Pettifer also noted some common ‘PDF fallacies’. He argued that the PDF has not been a ‘closed format’ for about 10 years and that it can encode international characters. He also argued against the belief that PDFs are not ‘semantic’ and have no ‘structure’, saying that this is only because publishers don’t use features that have been part of the PDF specifications for at least 10 years.

And then there is the issue of people making bad format choices. ‘People will say "I asked for data but was sent a table in PDF format. I can’t do anything with that. Therefore PDFs are stupid" – but if people sent you data as a JPG or as interpretive dance that would also be stupid,’ he joked, adding: ‘There is no such thing as stupid formats, just stupid people.’

Fenner agreed: ‘It is not so much about one or the other – I think we’ll still have PDF in 50 years – but it’s about how people use them.’ But he pointed out that HTML has also moved on from some of its old limitations, with ways to tailor, for example, how content is displayed.
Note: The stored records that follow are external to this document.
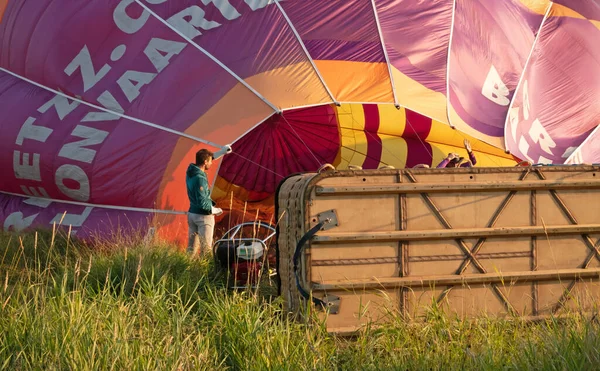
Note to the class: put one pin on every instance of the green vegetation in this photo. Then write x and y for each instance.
(127, 305)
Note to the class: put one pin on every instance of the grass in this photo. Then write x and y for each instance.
(130, 305)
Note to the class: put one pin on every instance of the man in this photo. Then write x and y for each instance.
(201, 218)
(454, 160)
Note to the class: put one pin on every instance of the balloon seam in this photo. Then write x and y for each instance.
(385, 53)
(209, 55)
(303, 46)
(448, 65)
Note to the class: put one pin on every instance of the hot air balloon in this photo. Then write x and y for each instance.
(104, 103)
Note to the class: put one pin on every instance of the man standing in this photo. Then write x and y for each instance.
(201, 219)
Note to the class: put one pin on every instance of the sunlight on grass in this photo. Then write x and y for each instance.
(132, 305)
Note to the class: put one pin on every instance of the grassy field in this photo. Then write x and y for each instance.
(129, 306)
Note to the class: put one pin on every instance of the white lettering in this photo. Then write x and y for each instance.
(83, 60)
(17, 222)
(62, 105)
(39, 202)
(32, 191)
(76, 174)
(25, 170)
(74, 220)
(108, 101)
(495, 89)
(131, 90)
(160, 51)
(76, 151)
(539, 135)
(30, 131)
(225, 7)
(188, 28)
(125, 22)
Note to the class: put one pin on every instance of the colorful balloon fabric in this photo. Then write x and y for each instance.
(103, 103)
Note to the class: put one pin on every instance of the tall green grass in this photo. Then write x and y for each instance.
(133, 305)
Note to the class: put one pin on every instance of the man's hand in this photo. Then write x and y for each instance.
(223, 151)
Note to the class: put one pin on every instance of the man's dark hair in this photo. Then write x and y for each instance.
(203, 155)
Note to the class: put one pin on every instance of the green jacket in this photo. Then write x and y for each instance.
(198, 191)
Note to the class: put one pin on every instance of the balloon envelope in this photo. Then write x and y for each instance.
(104, 103)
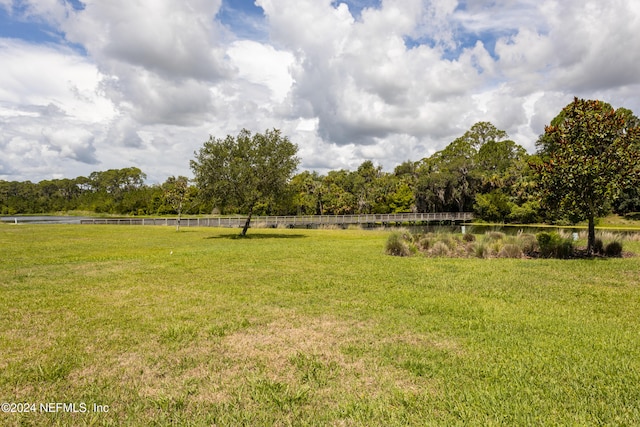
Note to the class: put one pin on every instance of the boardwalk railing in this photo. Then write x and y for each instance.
(309, 221)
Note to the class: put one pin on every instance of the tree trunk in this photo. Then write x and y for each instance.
(246, 224)
(591, 240)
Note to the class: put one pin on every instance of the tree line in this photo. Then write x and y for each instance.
(481, 171)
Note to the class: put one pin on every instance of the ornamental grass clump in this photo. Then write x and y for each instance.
(552, 245)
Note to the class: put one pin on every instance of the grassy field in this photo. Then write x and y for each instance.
(307, 327)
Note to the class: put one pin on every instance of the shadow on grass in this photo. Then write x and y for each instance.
(253, 236)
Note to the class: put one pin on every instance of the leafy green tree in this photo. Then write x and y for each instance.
(338, 193)
(587, 155)
(245, 170)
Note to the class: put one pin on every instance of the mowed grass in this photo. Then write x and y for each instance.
(308, 327)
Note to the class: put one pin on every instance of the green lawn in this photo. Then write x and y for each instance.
(308, 327)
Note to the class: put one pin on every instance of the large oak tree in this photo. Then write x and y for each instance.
(587, 154)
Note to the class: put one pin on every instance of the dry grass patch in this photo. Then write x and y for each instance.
(310, 352)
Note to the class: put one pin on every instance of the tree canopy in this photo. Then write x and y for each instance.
(245, 170)
(587, 155)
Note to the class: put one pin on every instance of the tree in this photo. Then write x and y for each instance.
(588, 154)
(245, 170)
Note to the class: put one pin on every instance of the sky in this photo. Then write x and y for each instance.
(92, 85)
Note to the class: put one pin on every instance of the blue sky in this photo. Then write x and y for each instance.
(100, 85)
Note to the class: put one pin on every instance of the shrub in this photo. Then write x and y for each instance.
(481, 250)
(613, 249)
(425, 242)
(440, 249)
(553, 246)
(494, 235)
(396, 245)
(528, 243)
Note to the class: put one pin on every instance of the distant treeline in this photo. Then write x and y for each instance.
(482, 171)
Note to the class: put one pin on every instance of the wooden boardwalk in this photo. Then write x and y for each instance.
(306, 221)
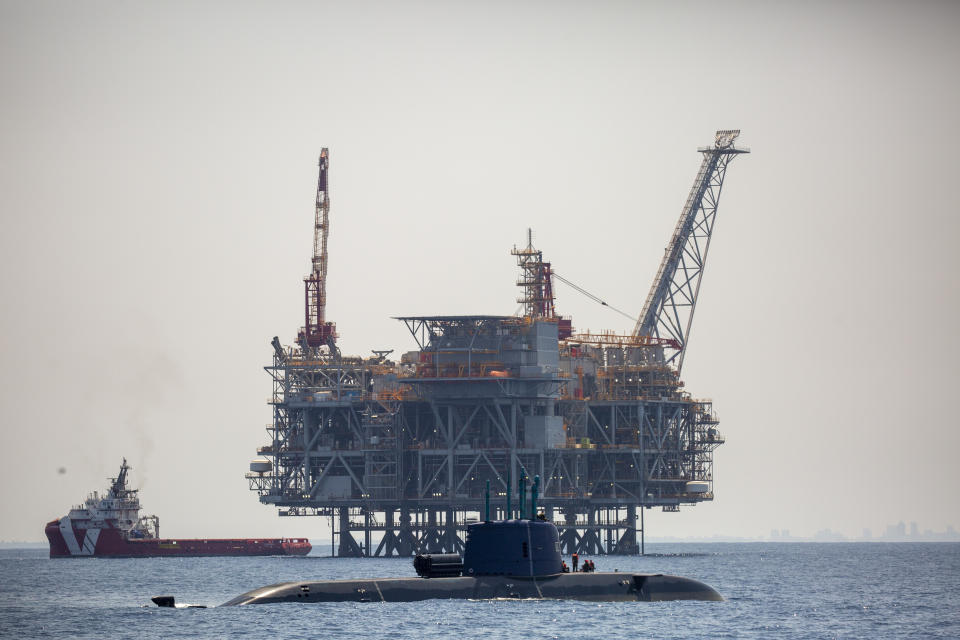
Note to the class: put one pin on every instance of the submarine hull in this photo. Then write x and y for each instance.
(599, 587)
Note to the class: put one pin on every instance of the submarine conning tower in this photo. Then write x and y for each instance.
(512, 548)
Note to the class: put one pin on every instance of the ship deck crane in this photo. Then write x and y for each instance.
(668, 310)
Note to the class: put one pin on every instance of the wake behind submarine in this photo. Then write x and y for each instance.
(502, 559)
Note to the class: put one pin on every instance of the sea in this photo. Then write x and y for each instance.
(772, 590)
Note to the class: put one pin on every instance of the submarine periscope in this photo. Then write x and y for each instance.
(518, 558)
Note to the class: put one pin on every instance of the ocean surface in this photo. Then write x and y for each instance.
(785, 590)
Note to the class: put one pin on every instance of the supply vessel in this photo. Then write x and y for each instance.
(110, 525)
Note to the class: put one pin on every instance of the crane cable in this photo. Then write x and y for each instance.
(590, 295)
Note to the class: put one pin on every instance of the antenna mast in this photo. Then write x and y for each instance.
(317, 332)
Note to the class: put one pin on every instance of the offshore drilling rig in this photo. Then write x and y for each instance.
(398, 453)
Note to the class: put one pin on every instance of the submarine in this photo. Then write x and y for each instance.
(518, 558)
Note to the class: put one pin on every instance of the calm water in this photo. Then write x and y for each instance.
(849, 590)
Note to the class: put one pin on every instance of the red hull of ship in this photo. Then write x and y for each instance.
(110, 543)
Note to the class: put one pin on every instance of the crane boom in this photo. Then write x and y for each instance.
(317, 331)
(668, 310)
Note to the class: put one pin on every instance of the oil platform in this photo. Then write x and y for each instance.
(398, 453)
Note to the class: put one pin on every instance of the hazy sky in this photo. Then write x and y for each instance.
(157, 186)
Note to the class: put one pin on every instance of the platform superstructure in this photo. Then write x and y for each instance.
(396, 452)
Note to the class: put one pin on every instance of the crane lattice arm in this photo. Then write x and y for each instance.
(317, 332)
(668, 310)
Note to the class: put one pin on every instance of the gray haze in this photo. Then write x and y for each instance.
(157, 186)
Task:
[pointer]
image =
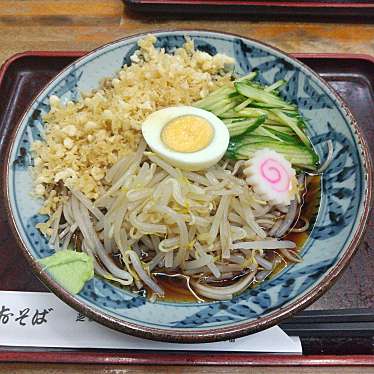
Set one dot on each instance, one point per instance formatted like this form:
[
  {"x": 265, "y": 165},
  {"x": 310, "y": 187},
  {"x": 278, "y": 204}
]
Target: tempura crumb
[{"x": 83, "y": 140}]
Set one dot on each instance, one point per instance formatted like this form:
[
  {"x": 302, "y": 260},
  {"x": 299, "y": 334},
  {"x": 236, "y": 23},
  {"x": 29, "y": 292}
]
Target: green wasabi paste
[{"x": 70, "y": 269}]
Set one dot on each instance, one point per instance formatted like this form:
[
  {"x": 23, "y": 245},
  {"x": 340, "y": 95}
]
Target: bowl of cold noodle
[{"x": 188, "y": 186}]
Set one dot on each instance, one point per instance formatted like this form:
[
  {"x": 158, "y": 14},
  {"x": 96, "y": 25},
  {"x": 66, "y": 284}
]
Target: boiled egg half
[{"x": 187, "y": 137}]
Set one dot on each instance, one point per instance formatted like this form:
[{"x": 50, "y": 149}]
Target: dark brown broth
[{"x": 176, "y": 289}]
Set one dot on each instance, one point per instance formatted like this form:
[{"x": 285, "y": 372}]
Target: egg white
[{"x": 193, "y": 161}]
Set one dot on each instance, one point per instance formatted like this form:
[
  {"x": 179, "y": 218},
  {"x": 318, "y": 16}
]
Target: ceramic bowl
[{"x": 343, "y": 211}]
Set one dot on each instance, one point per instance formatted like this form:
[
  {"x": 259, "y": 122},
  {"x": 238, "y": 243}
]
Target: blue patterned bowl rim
[{"x": 228, "y": 331}]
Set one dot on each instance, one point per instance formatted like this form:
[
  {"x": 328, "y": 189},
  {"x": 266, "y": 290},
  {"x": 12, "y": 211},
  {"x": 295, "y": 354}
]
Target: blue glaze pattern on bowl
[{"x": 343, "y": 207}]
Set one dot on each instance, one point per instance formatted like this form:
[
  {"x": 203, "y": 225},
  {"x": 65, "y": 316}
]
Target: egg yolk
[{"x": 187, "y": 134}]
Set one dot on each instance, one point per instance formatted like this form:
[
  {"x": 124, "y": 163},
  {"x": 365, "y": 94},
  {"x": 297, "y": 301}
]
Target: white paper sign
[{"x": 40, "y": 319}]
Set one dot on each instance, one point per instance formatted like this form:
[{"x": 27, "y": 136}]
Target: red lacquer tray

Fenner highlighted developments such as Java Script, jQuery and CSS, which enable people to write web documents with innovative navigation and presentation. He also mentioned the emerging trend of publishing with WordPress.

Responsive design and CSS functionality can be used to check the resolution and size of the reading device screens. In addition, he said, there are solutions to offline reading such as Instapaper and EPUB.

The discussion also turned to other ways and formats for delivering content, with Geoff Bilder of CrossRef bemoaning the popularity of apps. ‘The creation of apps means that suddenly e-books are tied up with a format and you can’t link into them – and publishers seem suicidally drawn to doing this,’ he remarked.

Pettifer said that such an approach ‘seems like the opposite of open access,’ while Fenner added that ‘formats for certain publishers makes no sense. One problem we have is that EPUB, which is the most logical format for mobile devices, is not really there for journals yet.’ However, one delegate commented that perhaps the choice to use apps is driven by consumer preference.

HTML5 is also expected to make a difference to format use, as is the ongoing move towards XML-based workflows. As Fenner explained: ‘Most publishers are now primarily producing XML then going to PDF and HTML. We are starting to see cross over with typography.’ However, although ‘XML is nice for computers’ in reality, according to Fenner, ‘text is sent to India and then taken apart and done by hand.’

The PDF also has potential to do more, according to Pettifer. He referred to the new PDF reader called Utopiadocs.com. ‘It gives a stable PDF with dynamic content on the side,’ he explained. The content that can be displayed on the side includes citations, licensing conditions, links and related papers in Mendeley.

Utopiadocs.com also includes mechanisms to comment and share without the comments changing the paper. It displays the data behind the article and enables readers to see who else is talking about it online.

When it comes to the PDF versus HTML debate maybe it is possible to have the ‘best of both worlds’.